Neben den Kampfstoffen, die die Lunge schädigen, wurden im weiteren Verlauf des Ersten Weltkriegs zahlreiche weitere Chemiewaffen eingesetzt, darunter Blutkampfstoffe, die die Sauerstoffzufuhr des Körpers blockierten, Hautkampfstoffe und Nervenkampfstoffe.

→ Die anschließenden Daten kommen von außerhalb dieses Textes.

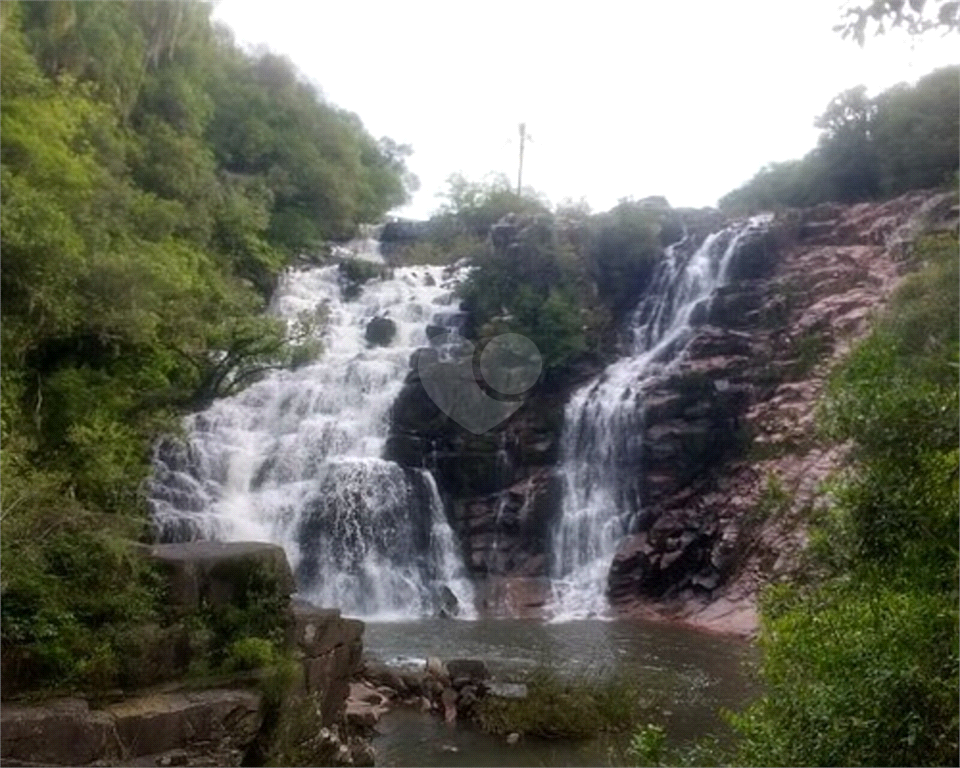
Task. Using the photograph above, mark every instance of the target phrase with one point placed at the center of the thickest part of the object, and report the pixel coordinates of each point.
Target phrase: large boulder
(380, 331)
(208, 727)
(64, 732)
(222, 573)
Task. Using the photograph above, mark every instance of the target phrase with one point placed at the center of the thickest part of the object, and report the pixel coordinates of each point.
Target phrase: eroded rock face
(332, 648)
(737, 410)
(210, 727)
(220, 573)
(732, 459)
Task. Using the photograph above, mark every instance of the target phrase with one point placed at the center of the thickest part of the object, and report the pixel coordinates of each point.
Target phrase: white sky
(685, 99)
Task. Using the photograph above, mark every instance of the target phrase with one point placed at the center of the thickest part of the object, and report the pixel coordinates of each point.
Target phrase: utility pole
(523, 137)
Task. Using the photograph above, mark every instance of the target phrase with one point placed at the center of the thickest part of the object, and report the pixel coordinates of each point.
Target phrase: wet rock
(507, 690)
(448, 701)
(447, 604)
(153, 724)
(220, 573)
(435, 667)
(380, 331)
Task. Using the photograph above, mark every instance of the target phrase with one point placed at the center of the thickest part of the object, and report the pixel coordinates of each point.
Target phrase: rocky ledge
(183, 720)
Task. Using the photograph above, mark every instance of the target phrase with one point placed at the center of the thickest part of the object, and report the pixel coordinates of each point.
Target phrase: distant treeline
(904, 138)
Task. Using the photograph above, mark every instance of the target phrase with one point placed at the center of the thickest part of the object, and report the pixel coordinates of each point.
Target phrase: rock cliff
(731, 458)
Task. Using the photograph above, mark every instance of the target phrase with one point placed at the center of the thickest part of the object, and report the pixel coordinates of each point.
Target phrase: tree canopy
(155, 180)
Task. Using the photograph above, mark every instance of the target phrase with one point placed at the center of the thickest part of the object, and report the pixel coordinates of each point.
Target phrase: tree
(917, 17)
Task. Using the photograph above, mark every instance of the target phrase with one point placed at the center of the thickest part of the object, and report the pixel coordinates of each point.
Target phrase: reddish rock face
(728, 518)
(728, 431)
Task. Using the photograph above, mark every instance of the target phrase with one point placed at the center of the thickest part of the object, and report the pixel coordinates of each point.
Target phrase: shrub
(571, 709)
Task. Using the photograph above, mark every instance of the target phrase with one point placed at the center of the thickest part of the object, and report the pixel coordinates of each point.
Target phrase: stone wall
(177, 722)
(799, 295)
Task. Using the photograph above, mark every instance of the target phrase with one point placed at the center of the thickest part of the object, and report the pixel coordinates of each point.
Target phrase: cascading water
(295, 458)
(602, 440)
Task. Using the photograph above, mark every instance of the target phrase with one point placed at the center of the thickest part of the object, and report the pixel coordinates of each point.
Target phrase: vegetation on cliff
(155, 180)
(860, 653)
(904, 138)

Außerdem ging man dazu über, die Kampfstoffe mit spezieller Munition wie Gasgranaten unter den feindlichen Truppen zu verteilen. Damit sie nicht mit normaler Munition verwechselt wurde, kennzeichnete man sie durch farbige Kreuze. Grünkreuz markierte zum Beispiel Lungenkampfstoffe, Gelbkreuz Hautkampfstoffe und so weiter.
Als einzige Schutzmaßnahme gegen die Gasangriffe blieb den Soldaten nur, rechtzeitig ihre Gasmasken aufzuziehen. Um diese unwirksam zu machen, wurden jedoch zunehmend häufig das „Buntschießen“ praktiziert. Dabei schossen die Soldaten Salven mehrerer unterschiedlicher Kampfstoffe auf einmal ab. Vor allem die sogenannte „Maskenbrecher“, die aus Chlor-Arsen-Verbindungen bestanden, konnten von den damaligen Gasmasken nicht gefiltert werden.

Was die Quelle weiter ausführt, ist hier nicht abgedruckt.